Ischemic acute kidney injury (AKI), unilateral ureteral obstruction (UUO), folic acid nephropathy and adenine nephropathy
Both PDGFRβ-Cre/ERT2; mCherry and PDGFRβ-Cre/ERT2; mCherry; EGFRf/f mice were treated with tamoxifen at 160 mg/kg via intraperitoneal injection for 5 consecutive days (Sigma, T6648, in corn oil). Ten days after the last tamoxifen injection, these animals were used for experiments. The mice were anesthetized with isoflurane with Precision vaporizer for all surgeries and before sacrifice. Ischemia-reperfusion-induced AKI was carried out as previously described28,50. Briefly, the animals were uninephrectomized, immediately followed by unilateral ischemia-reperfusion with kidney pedicle clamping for 32 min. For UUO, the left ureter was ligated for the indicated days. Folic acid nephropathy was induced by a single intraperitoneal injection of folic acid at a dose of 0.25 mg/g (F7876, Sigma-Aldrich) and the animals were sacrificed after 19 days. Adenine nephropathy was induced by feeding the mice with a diet containing 0.25% adenine throughout the experiments (Envigo RMS Inc. Catalog# TD. 140007).
Antibodies and reagents
The information of all antibodies used is listed in Supplementary Table S2.
In vitro migration assay and cell proliferation assay
Migration assays were performed as previously described51. Mouse fibroblasts (100,000 cells) were seeded onto the top chamber of a 24-well PET membrane (8 mm pore size). Cells translocated to the lower chamber in response to exposure in the lower chamber of medium (vehicle), HB-EGF (50 ng/ml, cat# E4643, Sigma-Aldrich), HB-EGF plus an EGFR inhibitor (AG1478, 10 μM, LC laboratories) or TGF-β (5 ng/ml, cat# 7754BH005CF, R&D Systems™) in the presence or absence of 5% serum for 16 h. Cells in the upper chamber were removed with a cotton swab, and the filters were fixed with 70% ethanol and stained with 2% crystal violet. Filters were photographed on a Leica DMi1 microscope, and the total cell number was counted. Similar experiments were repeated in mouse fibroblasts with EGFR deletion. For the cell proliferation assay, fibroblasts were treated with HB-EGF (50 ng/ml), TGF-β (5 ng/ml) or a combination of both for 16 h. EdU (10 µM) was added to the culture medium 2 h before harvesting. Cells were permeabilized and followed by the Click-iT EdU reaction (Click-It Plus EdU flow cytometry assay kit, Thermo Fisher) according to the manufacturer’s protocols and analyzed by flow cytometry described below.
Establishment of ErbB1 (EGFR) knockout cell lines
The crRNA DNA sequence (5′-GACCGCGAGAACCA CACTGC-3′) for knockout of ErbB1 (EGFR) was inserted in the BbSI sites of pX330-U6-Chimeric-BB-CBh-hSpCas9 (Addgene) (HspCas9-ErbB4 E1b and HspCas9-ErbB1-E1a). 5 × 105 immortalized mouse fibroblasts in a well of a 6 well plate were transfected with 1 µg of HspCas9-ErbB1-E1a, 1 µg of PB-pCMV-MCS-EF1a-GFPT2APURO (System Biosciences) and 0.5 µg of HAPB plasmids with Lipofectamine LTX and Plus (Invitrogen).
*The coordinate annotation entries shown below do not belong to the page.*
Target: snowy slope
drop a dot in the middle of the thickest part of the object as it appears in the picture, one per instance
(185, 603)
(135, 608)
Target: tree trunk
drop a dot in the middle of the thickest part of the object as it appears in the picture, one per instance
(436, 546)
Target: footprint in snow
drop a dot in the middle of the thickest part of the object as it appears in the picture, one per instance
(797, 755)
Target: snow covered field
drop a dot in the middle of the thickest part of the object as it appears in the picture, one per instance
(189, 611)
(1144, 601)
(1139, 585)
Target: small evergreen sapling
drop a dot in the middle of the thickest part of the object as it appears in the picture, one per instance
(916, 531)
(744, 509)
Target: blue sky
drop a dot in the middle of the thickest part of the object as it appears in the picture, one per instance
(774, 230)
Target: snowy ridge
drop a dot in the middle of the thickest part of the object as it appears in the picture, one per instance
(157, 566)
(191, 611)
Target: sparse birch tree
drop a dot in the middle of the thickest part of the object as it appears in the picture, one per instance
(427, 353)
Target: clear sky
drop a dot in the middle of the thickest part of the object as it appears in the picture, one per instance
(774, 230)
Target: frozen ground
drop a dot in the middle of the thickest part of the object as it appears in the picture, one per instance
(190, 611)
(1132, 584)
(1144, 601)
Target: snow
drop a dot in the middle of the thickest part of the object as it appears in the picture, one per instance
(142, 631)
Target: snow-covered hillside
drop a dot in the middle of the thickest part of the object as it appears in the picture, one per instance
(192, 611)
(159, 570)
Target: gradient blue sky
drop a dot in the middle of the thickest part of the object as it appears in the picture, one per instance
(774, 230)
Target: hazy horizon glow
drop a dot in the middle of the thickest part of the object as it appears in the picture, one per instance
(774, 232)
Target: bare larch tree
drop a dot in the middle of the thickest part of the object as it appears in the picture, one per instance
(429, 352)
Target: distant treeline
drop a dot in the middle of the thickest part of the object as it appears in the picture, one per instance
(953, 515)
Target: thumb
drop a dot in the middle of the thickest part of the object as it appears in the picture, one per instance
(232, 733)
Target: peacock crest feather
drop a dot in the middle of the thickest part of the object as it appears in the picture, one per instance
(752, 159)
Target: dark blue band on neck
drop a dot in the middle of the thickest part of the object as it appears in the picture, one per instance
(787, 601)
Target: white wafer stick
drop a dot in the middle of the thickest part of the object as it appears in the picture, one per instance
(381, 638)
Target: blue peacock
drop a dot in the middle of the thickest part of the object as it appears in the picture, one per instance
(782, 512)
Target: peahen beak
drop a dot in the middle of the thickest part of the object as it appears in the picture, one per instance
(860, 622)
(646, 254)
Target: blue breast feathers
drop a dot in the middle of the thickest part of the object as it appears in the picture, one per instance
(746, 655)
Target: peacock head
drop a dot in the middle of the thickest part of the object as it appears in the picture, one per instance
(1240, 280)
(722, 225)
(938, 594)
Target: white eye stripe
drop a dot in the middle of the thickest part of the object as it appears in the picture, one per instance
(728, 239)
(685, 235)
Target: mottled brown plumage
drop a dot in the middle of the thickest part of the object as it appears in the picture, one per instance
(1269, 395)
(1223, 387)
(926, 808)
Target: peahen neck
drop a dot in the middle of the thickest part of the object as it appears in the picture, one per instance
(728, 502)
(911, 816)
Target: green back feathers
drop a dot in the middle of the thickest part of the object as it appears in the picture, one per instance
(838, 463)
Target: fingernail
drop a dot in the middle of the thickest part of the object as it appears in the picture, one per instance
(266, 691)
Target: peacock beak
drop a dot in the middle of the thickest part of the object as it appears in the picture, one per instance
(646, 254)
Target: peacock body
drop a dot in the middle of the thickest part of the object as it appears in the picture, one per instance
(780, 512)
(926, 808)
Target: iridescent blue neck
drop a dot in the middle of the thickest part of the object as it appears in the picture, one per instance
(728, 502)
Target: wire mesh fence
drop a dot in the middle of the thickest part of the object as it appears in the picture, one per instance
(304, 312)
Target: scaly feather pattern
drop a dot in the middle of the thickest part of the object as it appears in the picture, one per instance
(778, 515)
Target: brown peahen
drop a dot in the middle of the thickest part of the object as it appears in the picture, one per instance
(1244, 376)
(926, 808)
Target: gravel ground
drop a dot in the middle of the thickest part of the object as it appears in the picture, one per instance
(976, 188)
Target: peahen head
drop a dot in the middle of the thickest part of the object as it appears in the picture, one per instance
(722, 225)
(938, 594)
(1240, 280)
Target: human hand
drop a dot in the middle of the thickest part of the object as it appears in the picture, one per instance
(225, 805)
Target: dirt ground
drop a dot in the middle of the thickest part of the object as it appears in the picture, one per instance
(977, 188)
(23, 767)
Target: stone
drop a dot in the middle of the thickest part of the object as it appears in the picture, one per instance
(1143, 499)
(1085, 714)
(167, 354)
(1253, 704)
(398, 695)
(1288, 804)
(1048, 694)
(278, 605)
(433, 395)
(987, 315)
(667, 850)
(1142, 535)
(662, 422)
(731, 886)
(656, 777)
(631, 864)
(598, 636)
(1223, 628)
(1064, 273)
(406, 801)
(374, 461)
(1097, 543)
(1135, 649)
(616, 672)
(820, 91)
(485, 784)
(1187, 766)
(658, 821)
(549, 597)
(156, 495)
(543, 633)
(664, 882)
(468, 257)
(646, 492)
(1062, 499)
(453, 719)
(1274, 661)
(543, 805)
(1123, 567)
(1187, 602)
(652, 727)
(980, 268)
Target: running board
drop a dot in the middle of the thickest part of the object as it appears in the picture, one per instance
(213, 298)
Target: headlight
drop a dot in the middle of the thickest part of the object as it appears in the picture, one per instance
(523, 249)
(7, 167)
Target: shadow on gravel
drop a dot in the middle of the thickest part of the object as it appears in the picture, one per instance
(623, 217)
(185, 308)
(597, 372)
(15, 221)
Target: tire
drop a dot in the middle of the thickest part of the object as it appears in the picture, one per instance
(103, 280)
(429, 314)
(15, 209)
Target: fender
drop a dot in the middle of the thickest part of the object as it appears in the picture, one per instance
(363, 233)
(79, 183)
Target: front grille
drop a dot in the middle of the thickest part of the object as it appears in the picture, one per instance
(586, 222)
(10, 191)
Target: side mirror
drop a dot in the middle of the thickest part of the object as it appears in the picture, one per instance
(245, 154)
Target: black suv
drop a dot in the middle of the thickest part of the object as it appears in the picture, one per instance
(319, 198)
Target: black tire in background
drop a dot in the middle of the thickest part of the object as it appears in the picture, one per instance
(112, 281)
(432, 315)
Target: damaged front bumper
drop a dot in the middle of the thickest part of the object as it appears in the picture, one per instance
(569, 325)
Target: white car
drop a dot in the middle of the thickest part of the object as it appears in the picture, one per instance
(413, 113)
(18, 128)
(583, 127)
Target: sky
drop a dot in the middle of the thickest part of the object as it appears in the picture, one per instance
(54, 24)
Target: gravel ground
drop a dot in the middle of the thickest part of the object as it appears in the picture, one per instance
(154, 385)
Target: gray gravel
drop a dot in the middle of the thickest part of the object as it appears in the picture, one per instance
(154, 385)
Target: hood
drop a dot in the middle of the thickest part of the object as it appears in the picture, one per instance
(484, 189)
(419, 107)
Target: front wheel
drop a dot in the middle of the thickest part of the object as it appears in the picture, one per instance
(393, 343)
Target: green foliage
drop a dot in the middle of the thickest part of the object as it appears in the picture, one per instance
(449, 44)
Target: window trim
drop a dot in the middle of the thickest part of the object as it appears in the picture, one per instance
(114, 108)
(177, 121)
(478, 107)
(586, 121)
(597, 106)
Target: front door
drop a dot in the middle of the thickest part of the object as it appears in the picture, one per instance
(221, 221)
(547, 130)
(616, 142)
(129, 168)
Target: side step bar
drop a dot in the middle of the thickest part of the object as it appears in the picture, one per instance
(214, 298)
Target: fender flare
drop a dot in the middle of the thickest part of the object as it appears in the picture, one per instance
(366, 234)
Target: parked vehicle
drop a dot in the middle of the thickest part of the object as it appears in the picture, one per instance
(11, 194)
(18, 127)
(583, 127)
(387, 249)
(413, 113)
After 24 h, fibroblasts were split to 96 well plates and selected with 3 µg/ml of puromycin. Single colonies were selected and expanded and ErbB1 protein was examined via western blot. Genomic DNA was extracted from fibroblast cell lines with western blot confirming knockout of ErbB1 using a DNeasy Blood and Tissue kit (Qiagen). Gene fragments flanking the crRNA sequences of ErbB1 (ERBB1 F 5′-AGTCCCGACCCGAGCTAAC-3′, ERBB1 R 5′- TGGGACACGCCCTTACCTTTC-3′) were amplified using Q5 high-fidelity DNA polymerase (New England BioLabs) and purified with a NucleoSpin Gel and PCR Clean-up kit (Macherey-Nagel). Purified gene fragments were sequenced to confirm the knockout of ErbB1 (Genewiz).
Flow cytometry analysis
Cell proliferation in the S phase was evaluated using Click-iT™ Plus EdU Alexa Fluor™ 647 Flow Cytometry Assay Kit (Invitrogen™, C10634), which was administrated via intraperitoneal injection 4 h before sacrifice according to the manufacturer’s protocol. For detection of proliferation, cells were gated on CD45 negative, CD31 negative, and mCherry positive cells before counting the number of events that were both mCherry and EdU positive. Kidney single cell suspensions were prepared according to previous reports51. Cells were fixed and permeabilized with Cytofix/Cytoperm Solution (BD Biosicences, Cat# 554722) for 20 min and washed with Perm/Wash buffer (BD Biosicences, Cat# 554723) and then incubated in 2.5 μg/ml Fc blocking solution, centrifuged (300 × g, 10 min, 4 °C) and resuspended with FACS buffer. Cells were stained for 60 min at 4 °C with fluorescent conjugated antibodies against different cell marker antigens (Table S2) or isotype control. A total of 50,000–1,00,000 cells were acquired by scanning using NovoCyte Quanteon Flow Cytometer Systems. Cell debris and dead cells were excluded from the analysis based on scatter signals and use of Zombie Violet™ Fixable Viability Kit (Biolegend, Cat# 423114).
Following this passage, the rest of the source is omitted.